I would say it does.
Now, does this mean that I don’t believe in concept X? Or that I do not subscribe to theory Y? And what are my arguments against? Am I taking a stand in the debate between A, B and C? Nope. I am just playing to my limitations. I know there is a lot that I do not know, and so I an acutely aware of how epistemically humble I should be.
I am an agnostic. 6 Note that the religious connotations here are not what I am after. The idea is to just say that I do not know – I have no knowledge. Or in some cases the harsher: there is no knowledge.
Now, that is a bit of a cop out – because agnostic can mean two things. You can either say that you are agnostic about something because it is not yet known, or you can say that you are agnostic about it because it is – in some way – unknowable. And it is not obvious exactly how things are unknowable. There is one version of the unknowable that is simply the observation that what you are trying to know is nonsense – as if you ask me if Scriabins piano works are green. This is not hidden from us, but nonsense. What you have asked, the knowledge you seek, is not available in any of the language games we play normally. Then there are things that are unknowable in a more theoretical sense, perhaps. Some mathematical impossibility theorem’s come to mind – but here you could argue that they are just of the first kind, but clothed in technical language and so harder to detect.
For the vast category of questions around what capabilities AI-systems will have in the future, I am agnostic in the sense that I do not know, but think we will find out. And I have no reason to believe my guess is valuable enough to offer it (and very few other people’s guesses will be valuable either – with some exceptions). When it comes to questions around if computers will become conscious, I am agnostic in the sense that I think the question is a simple mistake and so it is unknowable, just like the colour of Scriabins piano works.

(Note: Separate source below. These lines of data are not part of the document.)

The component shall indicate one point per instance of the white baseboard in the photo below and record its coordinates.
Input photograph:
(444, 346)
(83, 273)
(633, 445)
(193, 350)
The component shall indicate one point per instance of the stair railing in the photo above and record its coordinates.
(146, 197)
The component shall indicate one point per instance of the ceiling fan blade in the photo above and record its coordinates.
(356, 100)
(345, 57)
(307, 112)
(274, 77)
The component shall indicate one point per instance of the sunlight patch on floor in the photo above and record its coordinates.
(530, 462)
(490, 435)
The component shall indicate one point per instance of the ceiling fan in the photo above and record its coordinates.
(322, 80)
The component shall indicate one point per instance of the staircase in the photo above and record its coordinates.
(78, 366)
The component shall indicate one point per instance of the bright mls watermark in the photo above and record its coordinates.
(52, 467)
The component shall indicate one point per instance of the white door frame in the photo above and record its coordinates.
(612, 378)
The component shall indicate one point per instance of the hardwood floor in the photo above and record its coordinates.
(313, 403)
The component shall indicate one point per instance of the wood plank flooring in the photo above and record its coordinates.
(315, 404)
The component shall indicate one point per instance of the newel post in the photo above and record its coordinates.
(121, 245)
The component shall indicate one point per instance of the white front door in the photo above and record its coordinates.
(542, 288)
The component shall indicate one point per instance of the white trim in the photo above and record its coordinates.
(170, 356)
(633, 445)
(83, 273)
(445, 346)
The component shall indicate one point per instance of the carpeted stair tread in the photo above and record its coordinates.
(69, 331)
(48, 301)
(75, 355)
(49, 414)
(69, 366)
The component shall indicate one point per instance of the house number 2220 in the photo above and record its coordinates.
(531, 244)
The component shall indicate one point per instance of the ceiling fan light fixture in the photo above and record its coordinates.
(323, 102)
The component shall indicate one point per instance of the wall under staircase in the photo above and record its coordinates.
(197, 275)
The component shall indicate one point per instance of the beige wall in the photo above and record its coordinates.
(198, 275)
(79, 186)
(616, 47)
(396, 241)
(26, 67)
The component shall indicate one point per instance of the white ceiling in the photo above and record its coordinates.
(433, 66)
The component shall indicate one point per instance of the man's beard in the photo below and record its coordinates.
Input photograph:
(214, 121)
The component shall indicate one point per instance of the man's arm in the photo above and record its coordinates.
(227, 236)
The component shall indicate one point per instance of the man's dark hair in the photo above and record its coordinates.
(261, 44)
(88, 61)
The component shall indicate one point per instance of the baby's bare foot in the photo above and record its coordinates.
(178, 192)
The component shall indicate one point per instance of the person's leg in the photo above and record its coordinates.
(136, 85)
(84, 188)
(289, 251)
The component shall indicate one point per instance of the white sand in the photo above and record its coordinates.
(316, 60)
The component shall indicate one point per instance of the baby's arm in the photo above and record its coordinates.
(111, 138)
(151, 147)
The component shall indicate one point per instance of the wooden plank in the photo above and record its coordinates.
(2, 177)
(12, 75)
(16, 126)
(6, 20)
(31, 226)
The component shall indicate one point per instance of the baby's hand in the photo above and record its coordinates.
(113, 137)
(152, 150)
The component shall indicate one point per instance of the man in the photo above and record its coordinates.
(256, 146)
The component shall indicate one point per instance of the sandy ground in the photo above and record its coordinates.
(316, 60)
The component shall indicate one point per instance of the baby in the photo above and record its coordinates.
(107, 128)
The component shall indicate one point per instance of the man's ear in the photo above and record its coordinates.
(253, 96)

The key, however, is that I think the agnostic position must take questions about robustness and predictability of these systems seriously, and I think the right distribution of resources in a risk portfolio is roughly 50/50. It is, in many ways, the quintessential middle of the road argument, I suppose – but for many cases this argument is actually the best effort guess we have available.
Finally, this goes to a more general point – and that is that sketching out the bare minimum of what we believe in different fields is actually a good habit overall. Surprisingly often we do not need to become home-made experts in pandemics or war or something else to take a position. This, in turn, leads to another observation – when we say that everyone should make up their own mind, we can mean that everyone must synthesise all the existing science and believe as much as an expert would, or we could just mean that you need to figure out what the bare minimum you believe is and then use that for navigating the issue.
Be wary of trying to believe to much in too short a time. Informed belief is not easy to compress in time, and what you are likely to end up with is opinion, and that is a poor substitute.
- 1Now, to be fair, this is a simplistic distinction and there is significant bleed-over between the categories, but we will live with that simplification for now – for the sake of argument.
- 2A stronger version of this – systems, the capabilities of which are evident first when we study their behavior.
- 3I.e they are not just made for a specific moment, but will embed in the techno-sphere.
- 4This could also be a 60/40 or 70/30 split – I am not precious about it. 50/50 represents my expression of my own uncertainty.
- 5This argument draws on the philosophy of Ruth Millikan to a large degree.
- 6Note that the religious connotations here are not what I am after. The idea is to just say that I do not know – I have no knowledge. Or in some cases the harsher: there is no knowledge.